Flashback to 1946, post-World War II: Millions of soldiers and others in the armed forces were returning to America in anticipation of a fresh start. Optimism was in the air, as was the promise of stability and—thanks to the G.I. Bill—a new house and maybe even a brand-new car. Leaving the comforts of home was not in the picture. Nevertheless, Philadelphia-based Curtis Publishing boldly banked on what can only be called a gut feeling that soon a curious slice of the population would become restless. Thus was born Holiday, our country’s first and arguably best travel magazine.
Under the leadership of Ted Patrick, its second and longest-tenured editor, Holiday took to the open roads, crossed borders and explored some of the world’s most-coveted as well as its least-known destinations—some that readers might never themselves visit (hence, the expression “armchair travelers”). This was an era of slow transportation—transatlantic crossings, prop planes and rail travel—though not for everyone, only for the privileged few.
What distinguished Holiday under Patrick was his unerring eye for talent, which led him to assign stories to writers (Ernest Hemingway, John O’Hara, John Steinbeck, Colette, Truman Capote), photographers (Robert Capa, Henri Cartier-Bresson, Slim Aarons and Elliott Erwitt) and artists (Ludwig Bemelmans, Al Hirschfeld, Ronald Searle and George Giusti) who were considered the greatest of their generation. Many contributors had been in, or had covered, combat. They welcomed the opportunity to leave conflict behind and, instead, seek out the most beautiful, stimulating and, above all, peaceful places on the planet.
Not always, however. Both Patrick and his brilliant art director Frank Zachary realized that the world was still, and probably would always be, in turmoil and not every destination was without its flaws. To depict certain cities or countries or even continents without citing their blemishes was not to tell the whole story—therefore, the magazine’s attitude was photojournalistic, which only added to its fascination.
One of the magazine’s most famous essays was “Here Is New York” by E.B. White. Published in 1948 and subsequently released in book form, it is regarded as one of the most moving and candid portraits of the city. Theme issues were another of Holiday’s hallmarks—spotlighting such subjects as Paris, London, Spain, Mexico, Africa, Israel and Russia. To this day, these editions are considered keepsakes.

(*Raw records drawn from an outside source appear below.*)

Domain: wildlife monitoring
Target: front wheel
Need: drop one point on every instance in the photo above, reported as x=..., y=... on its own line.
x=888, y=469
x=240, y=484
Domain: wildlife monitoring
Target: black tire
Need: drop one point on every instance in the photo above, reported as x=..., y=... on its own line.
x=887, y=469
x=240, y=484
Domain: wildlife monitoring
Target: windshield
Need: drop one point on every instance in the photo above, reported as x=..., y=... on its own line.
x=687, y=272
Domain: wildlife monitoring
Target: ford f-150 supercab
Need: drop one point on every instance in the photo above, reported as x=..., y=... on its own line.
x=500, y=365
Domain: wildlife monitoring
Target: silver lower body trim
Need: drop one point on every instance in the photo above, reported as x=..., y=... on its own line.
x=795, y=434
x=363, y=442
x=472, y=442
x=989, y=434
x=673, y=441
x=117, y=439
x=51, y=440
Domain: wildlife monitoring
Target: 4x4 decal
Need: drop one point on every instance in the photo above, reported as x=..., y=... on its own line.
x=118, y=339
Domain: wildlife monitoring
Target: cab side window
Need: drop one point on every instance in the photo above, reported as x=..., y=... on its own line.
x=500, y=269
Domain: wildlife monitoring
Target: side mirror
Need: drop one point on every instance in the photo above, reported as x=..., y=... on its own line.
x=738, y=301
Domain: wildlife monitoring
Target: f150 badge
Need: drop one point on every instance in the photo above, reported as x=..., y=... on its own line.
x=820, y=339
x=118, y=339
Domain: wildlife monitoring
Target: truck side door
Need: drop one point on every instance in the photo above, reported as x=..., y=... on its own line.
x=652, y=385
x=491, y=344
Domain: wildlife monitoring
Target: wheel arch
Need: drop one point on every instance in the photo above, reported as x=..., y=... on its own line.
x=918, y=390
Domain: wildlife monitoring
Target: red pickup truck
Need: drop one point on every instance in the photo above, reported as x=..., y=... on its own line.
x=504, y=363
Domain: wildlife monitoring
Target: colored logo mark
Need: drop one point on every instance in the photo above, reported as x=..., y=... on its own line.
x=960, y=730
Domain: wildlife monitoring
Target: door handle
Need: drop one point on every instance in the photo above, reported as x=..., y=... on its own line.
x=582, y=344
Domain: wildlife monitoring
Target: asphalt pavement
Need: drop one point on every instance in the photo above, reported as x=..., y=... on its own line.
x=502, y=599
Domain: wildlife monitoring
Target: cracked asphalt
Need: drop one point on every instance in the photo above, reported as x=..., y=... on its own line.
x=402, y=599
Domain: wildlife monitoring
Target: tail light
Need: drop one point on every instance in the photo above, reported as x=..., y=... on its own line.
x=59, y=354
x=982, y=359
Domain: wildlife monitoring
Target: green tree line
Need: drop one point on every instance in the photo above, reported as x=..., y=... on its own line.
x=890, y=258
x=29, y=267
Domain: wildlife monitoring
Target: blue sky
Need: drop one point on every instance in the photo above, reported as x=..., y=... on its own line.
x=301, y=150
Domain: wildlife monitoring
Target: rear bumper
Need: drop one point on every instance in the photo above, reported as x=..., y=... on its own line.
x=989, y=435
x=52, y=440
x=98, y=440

Patrick died in 1964, but it was not by any means the end of Holiday, which continued under two successors, Don Schanche and Caskie Stinnett, who navigated the magazine through the rough waters of the ’60s. Even Frank Zachary returned for a while to do a stint under Stinnett. By this time, many Americans were off to Europe on jet planes, cruising through the Caribbean and at the ready for the challenges of exotic travel. In 1971, Holiday was bought by new owners from Indianapolis. Eventually, after a merge, its name was changed to Travel/Holiday. It was never the same. By the late ’70s, the magazine was out of business. But not forever. In 2014, Franck Durand, a visionary French graphic designer, resurrected the title, and now publishes his version of Holiday out of Paris twice a year. This fall, 73 years after the iconic magazine came into being, Rizzoli is paying tribute to its golden years in a book called—what else?—Holiday.
Pamela Fiori, who went on to edit Travel + Leisure and Town & Country, got her start in magazines at Holiday from 1968 to 1971 and is the author of this book.